Fault Diagnosis Method for Unmanned Mine Sweeping Vehicle
By improving the combination of the vulture search algorithm and the extreme learning machine, the problems of low maintenance efficiency and low accuracy of unmanned minesweepers are solved, and fast and accurate fault diagnosis and repair are achieved, and the maintenance efficiency and accuracy of unmanned minesweepers are improved.
Patent Information
- Application Number
- CN202310792426.4
- Authority / Receiving Office
- CN · China
- Patent Type
- Patents(China)
- Current Assignee / Owner
- Filing Date
- 2023-06-30
- Publication Date
- 2025-07-29
- Estimated Expiration
- 2043-06-30
AI Technical Summary
Unmanned minesweepers have low maintenance efficiency and low accuracy, and are prone to secondary damage to the equipment system.

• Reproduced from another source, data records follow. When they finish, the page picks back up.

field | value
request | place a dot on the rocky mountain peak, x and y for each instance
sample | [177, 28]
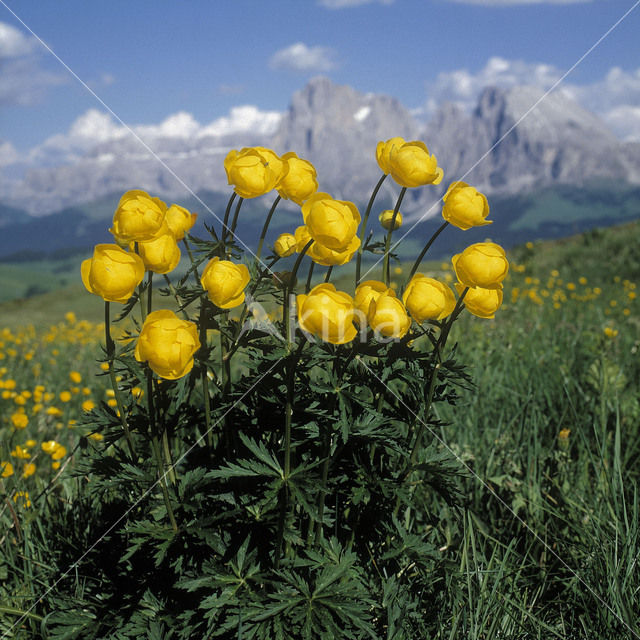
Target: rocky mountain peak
[515, 139]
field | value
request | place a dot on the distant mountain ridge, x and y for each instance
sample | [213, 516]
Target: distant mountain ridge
[337, 128]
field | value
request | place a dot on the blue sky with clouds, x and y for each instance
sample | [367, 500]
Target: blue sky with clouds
[151, 59]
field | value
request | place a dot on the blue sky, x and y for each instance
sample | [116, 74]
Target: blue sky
[148, 60]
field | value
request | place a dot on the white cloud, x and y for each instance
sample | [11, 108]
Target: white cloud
[13, 43]
[98, 127]
[23, 81]
[343, 4]
[8, 154]
[463, 87]
[244, 119]
[513, 3]
[299, 57]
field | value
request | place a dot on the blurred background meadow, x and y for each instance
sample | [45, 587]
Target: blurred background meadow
[547, 439]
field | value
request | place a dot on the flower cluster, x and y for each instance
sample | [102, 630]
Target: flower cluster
[333, 230]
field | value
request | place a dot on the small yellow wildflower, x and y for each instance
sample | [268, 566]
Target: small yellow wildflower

Combining Levi's flight strategy and simulated annealing mechanism to improve the vulture search algorithm, optimize the hidden layer input weight and bias value of the limit learning machine, and establish a fault diagnosis model that optimizes the limit learning machine based on the improved vulture search algorithm.
It significantly improves the maintenance efficiency and accuracy of unmanned minesweepers, ensuring the rapid and accurate diagnosis and maintenance of the equipment system.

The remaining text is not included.